Siamo tutti ancora con le lacrime agli occhi per la commozione dopo tutto quello che è successo domenica dove nel cuore di ogni laziale, di ogni generazione c'è stato un mix di emozioni difficili da spiegare.

Lazio '74

Massimo Maestrelli a “Football Crazy” 

Massimo Maestrelli, figlio del leggendario Tommaso, è intervenuto in esclusiva durante la trasmissione Football Crazy condotta da Elisa Di Iorio in onda ogni martedì alle 21:00.

Le parole di Massimo Maestrelli sulle emozioni vissute domenica

“Qualcuno doveva indossare la maglia di Giorgio Chinaglia, ci ho pensato un po’ se indossarla o no ma visto il rapporto che c’era tra le due famiglie mi è sembrato giusto metterla, ma pesava tanto. Ci siamo divertiti nel sottopassaggio prendendoci in giro tutti e ci siamo divertiti a rivivere i momenti di quelle partite. Domenica è stata una domenica per tutti coloro che hanno perso qualcuno che ha insegnato a essere laziali, domenica era per loro per chi non c’era ho voluto dare questa interpretazione a questa giornata che ha fermato il tempo. Alle 11:00 la Tevere era ancora un pochino vuota mentre la curva piena ed ho pensato: ”menomale almeno evitiamo di commuoverci troppo", poi come abbiamo salito le scale ho visto la Tevere piena nel giro di cinque minuti tutti si sono affrettati per essere presenti. Ho visto tantissimi ragazzi, ho visto un video di un signore che tremava e aveva gli occhi lucidi immagino cosa deve aver provato, ma ho visto molti ragazzi emozionati e non pensavo mai che si potesse vivere un’emozione del genere. 

Il momento più emozionante è stato salire gli scalini per entrare in campo. Ho quasi 61 anni e sono entrato con la testa di un undicenne mi sono rivisto quando con Maurizio correvamo in campo anche se l’ingresso era da un'altra parte.
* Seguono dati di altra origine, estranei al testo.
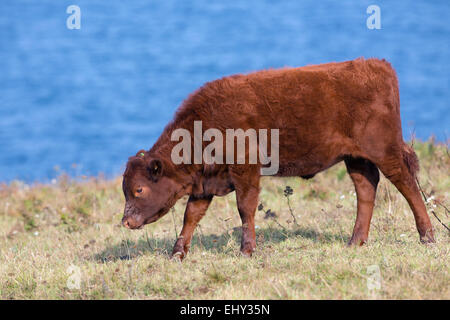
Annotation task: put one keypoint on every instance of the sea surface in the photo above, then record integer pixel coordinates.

Quando sono entrato in campo mi sono accovacciato perché ho provato qualcosa di veramente forte.

L’abbraccio con Immobile andava oltre il formalismo è stato molto affettuoso, credo che Immobile rappresenti il punto di riferimento della Lazio anche se ha un’età avanzata e non è più il bomber infallibile, ma anche qui parlo dell’uomo. Con Pellegrini siamo amici perché il papà di Luca è un grande laziale. La cosa bella è successa a fine partita, io avevo la maglia di Chinaglia mentre Tommaso aveva quella del nonno.

Volevo una maglia sudata e allora ho pensato di chiedere a qualche straniero, allora ho chiesto a Kamada ma lui ha detto: “No è importante” voleva dire che ci teneva, poi vado da Ciro e me l’ha promessa, ad un certo punto allora giravo tra i giocatori e ho chiesto a Rovella e lui l’aveva promessa al papà ed era dispiaciuto che non me la poteva dare. Dopo mi chiama mio nipote e mi dice che Rovella mi voleva dare la maglietta però voleva darmela personalmente, e mi ha detto: “Papà avrà quella nuova, so quanto ci tieni” e mi ha dato la maglia.

Sono fiducioso per questo finale di stagione, penso che si possa anche perdere a Milano ma dipende dagli altri risultati, però sono ottimista sarà molto difficile ma a noi rischiano più le cose impossibili che quelle facili."